Something like this:

use std::str::{self, Utf8Error};

pub struct Foo<T: AsRef<[u8]> + NoInteriorMutability> {
    inner: T
}

impl Foo<T>
where
    T: AsRef<[u8]> + NoInteriorMutability
{
    /// Precheck that T represents a valid string
    pub fn new(storage: T) -> Result<Self, Utf8Error> {
        // Ensure storage contains valid UTF-8
        str::from_utf8(storage.as_ref())?;
        Ok(Self { inner: storage })
    }
}

impl AsRef<str> for Foo<T>
where
    T: AsRef<[u8]> + NoInteriorMutability
{
    fn as_ref(&self) -> &str {
        // Safety: checked to be valid UTF-8 when constructed.
        // Using unsafe ensures this function is panic-free.
        unsafe { str::from_utf8_unchecked(self.inner.as_ref()) }
    }
}

With guaranteed immutability values can be checked in advance that a given conversion is safe, eliminating a potential panic when trying to perform conversions.

3 Likes

Though that specific example is easily exploited, you need a more stringent promise like StableDeref provides

static STR: &str = "foo";
static NOT_STR: &[u8] = &[0x00, 0xff];

struct Foo;
impl NoInteriorMutability for Foo {}
impl AsRef<[u8]> for Foo {
  fn as_ref(&self) -> &[u8] {
    if rand() { STR.as_bytes() } else { NOT_STR }
  }
}

If value behind a pointer is changed, invariants are not broken since pointer itself is unchanged, so copy points to the same place and changes is visible to it.
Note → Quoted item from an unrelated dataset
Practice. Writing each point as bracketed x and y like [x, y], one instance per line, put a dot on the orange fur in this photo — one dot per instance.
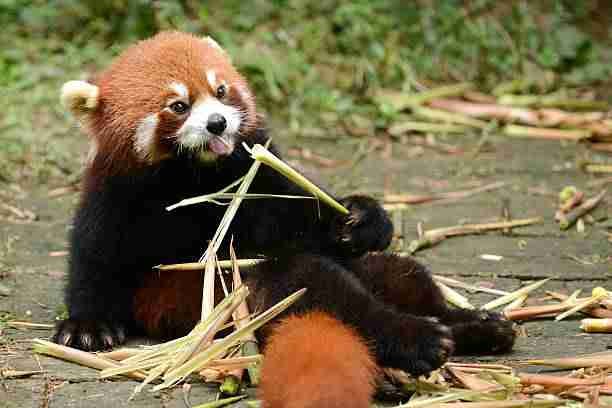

So raw pointers would be permitted, as well as references and NonNull<T>. But not Unique<T>, Hence Freeze is implemented in exactly the way I'd like, except for Unique.

But I understand that some unsafe code may rely on the fact that there's no immutable copies of the value. i.e. there's only one safely accessible address where value is stored. Which is not and should not be covered by Freeze.

Exactly. That's why I said that all kind pointers should implement it. Except I didn't think of Unique<T> at the time.

Code you describe requires that value is not moved either. Which is totally safe op unless Pin is involved. Which means that I should not copy pinned values. Which is OK, since I was going to require mutable reference or ownership of the value to perform the copies, and that's definitely means it isn't pinned. Unsafe code that takes &mut T out of Pin<&mut T> should know better than put it into copy machine :slight_smile:

While Unique<T> is a lang item and has special SB treatment, it still can be viewed as just a pointer. And no one can, or should, prevent unsafe code from making the same invariant, and your code will allow people to break that.

Copying values is such a fundamental operation that unsafe code relies on invariants regarding it a lot; that is why we have Copy. Copying things that are not Copy, that is, were never meant to be copied and moreover, many times they were meant to not be copied, is going to break a lot of things. If you want a trait for "can be safely duplicated", well, it has the name Copy.

Now there can (though I doubt that, since Copy is that essential) a type that is mistakenly not Copy and you cannot fix it for some reason, make a newtype and unsafely copy it, that's fine (assuming we suppose that's fine, see the above UCG issue). But doing that generically is going to hurt you.